I suspect the average American thinks that low-wage countries have a competitive advantage in international trade. Economists often use Ricardian trade theory to refute that argument. But the public doesn’t really care about “theory” and isn’t convinced. So what about the real world?
There are many different ways of looking at this issue, but I think many people are particularly concerned about the trade deficit. So let’s look at the question of whether low wages tend to lead to current account surpluses. Here’s some recent data. economist:
First, let’s look at the top half of the list, from the United States to Switzerland. What do you notice? All of them, except for China and (possibly) Russia, are developed countries with wage rates well above the world average. Yet even though most of these countries have wage rates well above the world average, most of them run current account surpluses (grey). In fact, some of the largest surpluses are in places where wages are the highest, such as the Nordic countries and Switzerland.
Now look at the bottom half of the list, from Turkey to South Africa: Most of these are low-wage developing countries, and most have current account deficits (pink).
But the pattern is still understated. The bottom half of the list includes six developed countries (the four “tiger” economies, Israel, and Australia). And five of those six are currently running current account surpluses. Excluding those six developed countries, the bottom half of the list is very strongly associated with current account deficits.
But the situation is even worse than that. Most of the “exceptions” that are not fully developed but still run current account surpluses are upper-middle-income countries such as Russia, Malaysia and Argentina. World Bank estimates If per capita GDP (purchasing power parity) exceeds $23,423 in 2023, Thailand ($23,423) will be the poorest country with a current account surplus. China is estimated at $24,558. Both are slightly above the world average ($23,010).

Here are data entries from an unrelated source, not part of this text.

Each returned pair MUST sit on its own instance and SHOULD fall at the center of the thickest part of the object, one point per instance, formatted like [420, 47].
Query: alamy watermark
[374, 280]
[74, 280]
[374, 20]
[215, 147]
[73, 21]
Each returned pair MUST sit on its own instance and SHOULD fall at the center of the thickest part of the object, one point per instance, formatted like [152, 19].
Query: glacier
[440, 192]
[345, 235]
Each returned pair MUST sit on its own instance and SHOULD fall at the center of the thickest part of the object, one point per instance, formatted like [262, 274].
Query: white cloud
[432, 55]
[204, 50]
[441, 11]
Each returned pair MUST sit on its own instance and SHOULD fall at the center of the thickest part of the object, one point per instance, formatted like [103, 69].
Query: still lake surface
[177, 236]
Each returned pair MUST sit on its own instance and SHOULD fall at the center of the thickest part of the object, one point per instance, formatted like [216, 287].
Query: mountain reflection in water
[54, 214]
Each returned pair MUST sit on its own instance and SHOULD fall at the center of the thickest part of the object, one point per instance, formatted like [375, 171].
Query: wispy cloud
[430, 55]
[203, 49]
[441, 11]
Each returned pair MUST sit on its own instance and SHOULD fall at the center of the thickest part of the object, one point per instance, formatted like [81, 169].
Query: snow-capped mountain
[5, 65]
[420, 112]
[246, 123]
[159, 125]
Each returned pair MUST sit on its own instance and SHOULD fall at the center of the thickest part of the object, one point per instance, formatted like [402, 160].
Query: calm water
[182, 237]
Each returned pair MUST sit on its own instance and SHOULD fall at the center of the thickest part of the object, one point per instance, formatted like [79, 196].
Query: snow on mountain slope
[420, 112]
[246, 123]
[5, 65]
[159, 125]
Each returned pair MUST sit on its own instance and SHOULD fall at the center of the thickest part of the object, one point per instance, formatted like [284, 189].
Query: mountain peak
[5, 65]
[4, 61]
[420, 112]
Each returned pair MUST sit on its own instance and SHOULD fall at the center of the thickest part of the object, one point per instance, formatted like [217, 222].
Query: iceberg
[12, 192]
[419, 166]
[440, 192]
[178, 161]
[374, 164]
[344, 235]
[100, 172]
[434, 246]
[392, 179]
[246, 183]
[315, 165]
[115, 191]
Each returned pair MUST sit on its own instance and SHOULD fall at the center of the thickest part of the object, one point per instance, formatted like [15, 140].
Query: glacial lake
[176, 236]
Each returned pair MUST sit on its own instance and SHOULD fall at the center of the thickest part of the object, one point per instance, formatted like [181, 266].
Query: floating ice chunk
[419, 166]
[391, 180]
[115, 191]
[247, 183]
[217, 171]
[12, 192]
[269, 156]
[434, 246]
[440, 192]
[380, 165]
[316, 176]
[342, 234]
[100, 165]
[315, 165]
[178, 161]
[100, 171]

Admittedly, The Economist’s list does not include many of the world’s roughly 200 countries, most of which are small, and I suspect there are some low-income countries that run current account surpluses, but it’s a fairly large sample and includes nearly all of the world’s major economies, both developed and developing.
Perhaps you’re one of those people who doesn’t believe in economic theory and takes pride in observing how things work in the real world. If so, you should be relieved to know that low wages don’t give a country an unfair advantage in international trade.
So why do so many people believe the opposite? I suspect they are placing undue importance on a single observation: the US trade deficit with China. The plural of anecdote is data.
PS: I have been generous in classifying Russia and Malaysia as middle-income countries, with the World Bank ranking Russia slightly above Greece and Malaysia slightly below.
PPS. We will discuss fiscal policy another day, but if you compare the US to the other countries on this list, you will see why I am much more concerned about budget deficits than current account deficits. Also, look at the current accounts of the five countries that run budget surpluses. As I always say, the Nordic and East Asian countries are the biggest savers in the world.